Entenda as diferenças entre privacy by design e privacy by default

April 2, 2020

 

Estes nomes podem assustar, a princípio. Podem fazer o assunto parecer mais complexo do que realmente é. Mas, mais uma vez, meu objetivo é demonstrar que a LGPD (e a proteção de dados como um todo) é um assunto bem mais simples do que parece.

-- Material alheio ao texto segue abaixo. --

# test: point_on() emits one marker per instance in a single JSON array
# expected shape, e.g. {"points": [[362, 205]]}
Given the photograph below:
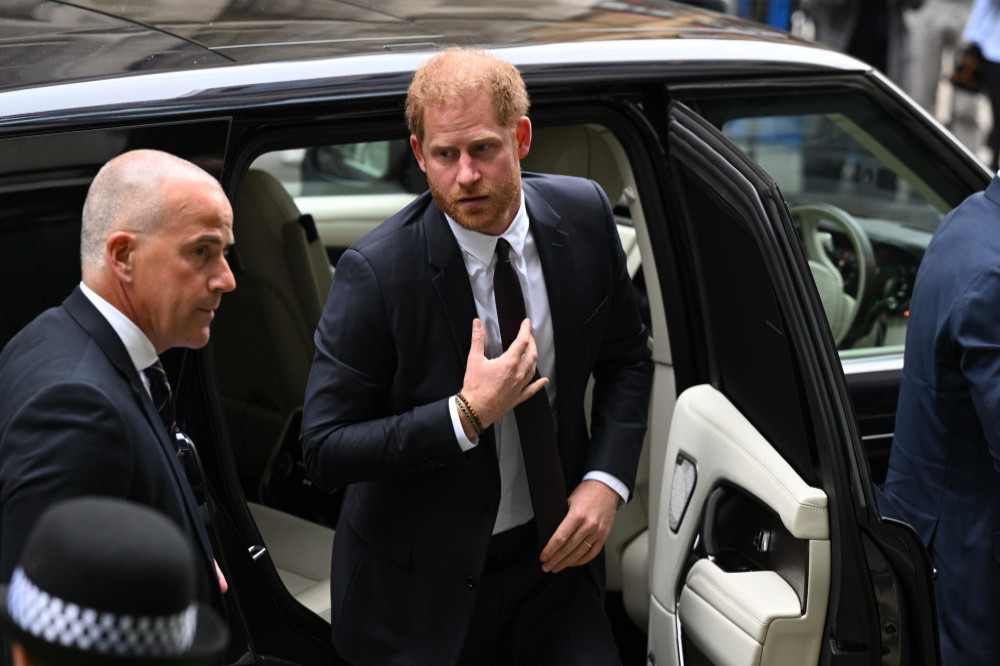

Este é mais um “LGPD sem juridiquês” e esperamos desmistificar mais um assunto tratado pela Lei Geral de Proteção de Dados.

Privacy by Design

  Como o próprio nome sugere, a proteção de dados “by design” é sobre a adoção de medidas de segurança, técnicas e organizacionais desde a concepção de um determinado processo ou projeto.

Ou seja: desde os primeiros estágios do desenvolvimento de um processo que envolva o tratamento de dados pessoais, deve haver a observância de medidas que garantam a proteção de dados pessoais (e, consequentemente, a privacidade dos indivíduos sobre quem os dados pessoais dizem respeito).

  É a aplicação da privacidade desde a criação, desenvolvimento e planejamento.

Exemplos

  O desenvolvimento de novos sistemas (TI) com a observância da privacidade pelo próprio desenvolvedor, pensando em desenvolver em uma linguagem de programação que possibilite um melhor desenvolvimento de mecanismos de proteção de dados e segurança da informação junto aos sistemas já existentes na empresa.

  A observância do respeito à privacidade do titular no desenvolvimento de novos produtos, desde a elaboração, idealização (literalmente, desde o ‘design’ destes novos produtos).

  Criar cada novo processo da empresa de forma pautada pelas políticas de privacidade e outros procedimentos em termos de proteção de dados e segurança da informação.

  Utilizar de criptografia para qualquer nova ferramenta de comunicação e em devices fornecidos para os colaboradores, assegurando que, desde a geração de determinada informação, esta terá um nível a mais de confidencialidade, dificultando acessos não autorizados que possam resultar em data breaches.

Privacy by Default

  Também seguindo o conceito sugerido pela nomenclatura, a privacidade “by default” diz respeito à adoção da proteção de dados pessoais como padrão em todos os processos e atividades desenvolvidos pela empresa, por meio da definição de medidas de segurança, técnicas e organizacionais que devem ser aplicadas de forma padronizada e constante, em todas as áreas, projetos, produtos.

  Quer dizer, antes de a empresa iniciar qualquer processo, é necessário que seja verificado se o mínimo necessário em termos de proteção de dados está sendo observado, como finalidade específica e legítima para o tratamento de dados pessoais, ou a minimização dos dados sempre que aplicável.

Exemplos

  Adoção de “configurações-padrão” para qualquer software e aplicativo utilizados na operação, assegurando que as ferramentas estão sendo usadas de maneira segura e com um padrão mínimo de privacidade aplicado.

  Verificar se em todos os processos envolvendo consentimento dos indivíduos estão presentes os elementos “livre, informado e inequívoco”, com uma liberdade de escolha real sobre a utilização ou não de seus dados para cada finalidade específica.

  Assegurar que em cada processo são tratados apenas os dados anteriormente informados ao titular, sem nenhum tratamento adicional e/ou extensivo.

  Providenciar que os titulares tenham informações, meios e controles suficientes para que possam exercer os seus direitos (na LGPD, GDPR ou qualquer outra lei ou regulamento aplicável em termos de proteção de dados).

  A importância destes dois institutos está na visão macro de que a privacidade e a proteção de dados devem ser implementadas numa perspectiva de mudança de cultura dentro das empresas, implementado a todos os processos e considerando a necessidade de privacidade nas diferentes áreas da organização que tratam dados pessoais, e não somente em alguns processos específicos isolados.

  A LGPD, particularmente, é um tanto breve sobre o tema, não entrando em detalhes durante a redação; o conceito trabalhado aqui, portanto, tem por base o disposto no GDPR (Regulamento Geral sobre a Proteção de Dados da União Europeia), que inspirou fortemente a nossa lei brasileira. Nesse aspecto, busquei trazer algo contemplando o entendimento da Comissão Europeia a respeito, bem como da ICO – Autoridade de Proteção de Dados do Reino Unido, que traz uma abordagem de caráter bastante prática sobre o tema.

  Espero ter simplificado um pouco o tema, e que continuem interessados pela nossa Lei Geral de Proteção de Dados. Um ótimo começo de ano para todos e até a próxima!